Contrastive Attention Mechanism for Abstractive Sentence Summarization

The paper "Contrastive Attention Mechanism for Abstractive Sentence Summarization" by Duan et al. introduces an innovative approach to enhancing the sequence-to-sequence learning framework, specifically for the abstractive sentence summarization task. The paper introduces a contrastive attention mechanism comprising two forms of attention: conventional attention, which attends to relevant portions of the sentence, and an opponent attention, which focuses on irrelevant or less relevant segments. The crux of this method lies in contrasting these two attention types, using a mix of softmax and softmin functions, to maximize the influence of relevant features while minimizing the contribution of irrelevant ones.

Theoretical and Practical Contributions

The paper effectively extends the architecture of traditional sequence models by utilizing a contrastive attention mechanism. The underlying model operates within a Transformer-based framework, which has been shown in recent literature to outperform RNN and CNN variants in text summarization tasks. The proposed model applies conventional attention to inform decision-making regarding the generation of target words from the source sequence. The opponent attention, realized through a unique softmin variant, counters this by focusing on less pertinent parts of the sequence.

The major achievement of this attention mechanism is its ability to produce state-of-the-art results on benchmark datasets like the annotated Gigaword Corpus and the DUC-2004, part of which involves headlines paired with article sentences. The results show significant improvements over baseline Transformer models. On Gigaword and DUC-2004, the model incorporating contrastive attention achieved notable increases in ROUGE scores, solidifying the utility of the approach for practical text summarization applications.

Experimental Evaluation

The paper rigorously evaluates the mechanism on both English and Chinese datasets. For the English language, the annotated Gigaword Corpus is utilized, achieving outstanding performance, reflected in improved ROUGE-1, ROUGE-2, and ROUGE-L scores. Similarly, on the Chinese LCSTS dataset, this method also outperforms existing methodologies. The methodologies include various neural network enhancements like the deep recurrent generative decoder and actor-critic frameworks. The consistent enhancement across different datasets underscores the robustness and versatility of the contrastive mechanism.

Implications and Future Developments

The implications of this research are manifold. The contrastive attention mechanism could potentially be adapted to other sequence-to-sequence tasks beyond sentence summarization, such as machine translation, where distinguishing relevant from irrelevant contextual elements is equally crucial. The successful implementation on Transformers suggests that similar conceptions could further refine models in other AI tasks where attention models are applicable.

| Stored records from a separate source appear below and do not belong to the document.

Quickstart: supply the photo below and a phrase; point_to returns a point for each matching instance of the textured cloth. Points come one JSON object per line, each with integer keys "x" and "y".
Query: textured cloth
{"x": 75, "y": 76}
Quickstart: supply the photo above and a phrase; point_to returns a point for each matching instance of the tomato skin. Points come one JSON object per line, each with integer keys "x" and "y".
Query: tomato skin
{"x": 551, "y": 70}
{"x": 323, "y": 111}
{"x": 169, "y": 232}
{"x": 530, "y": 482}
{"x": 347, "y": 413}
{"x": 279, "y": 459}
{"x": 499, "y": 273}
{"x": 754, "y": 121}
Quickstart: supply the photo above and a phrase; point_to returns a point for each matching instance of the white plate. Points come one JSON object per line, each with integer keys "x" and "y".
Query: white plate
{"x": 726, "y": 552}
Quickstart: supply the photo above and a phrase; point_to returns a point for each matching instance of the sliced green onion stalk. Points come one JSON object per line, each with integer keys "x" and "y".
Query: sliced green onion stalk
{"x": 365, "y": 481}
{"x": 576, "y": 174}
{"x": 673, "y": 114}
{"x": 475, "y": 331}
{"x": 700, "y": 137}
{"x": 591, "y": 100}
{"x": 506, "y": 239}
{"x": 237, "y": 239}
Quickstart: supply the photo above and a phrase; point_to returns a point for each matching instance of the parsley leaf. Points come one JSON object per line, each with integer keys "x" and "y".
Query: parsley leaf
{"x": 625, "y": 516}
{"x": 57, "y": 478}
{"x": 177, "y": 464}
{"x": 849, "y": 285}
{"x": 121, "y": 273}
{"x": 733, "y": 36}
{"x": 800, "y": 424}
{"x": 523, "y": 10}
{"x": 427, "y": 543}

The paper indicates that future developments may explore optimizing contrastive attention mechanisms further by dynamically determining the relevant portions of text, removing the necessity for manual head selection. Additionally, there is a prospect of examining how such mechanisms could be integrated into other neural architectures to leverage attention in a broader spectrum of NLP tasks.

Overall, the paper significantly contributes to the field of NLP by advancing not only the theory of attention mechanisms but also providing empirical evidence for the efficacy of contrastive attention in real-world text summarization tasks.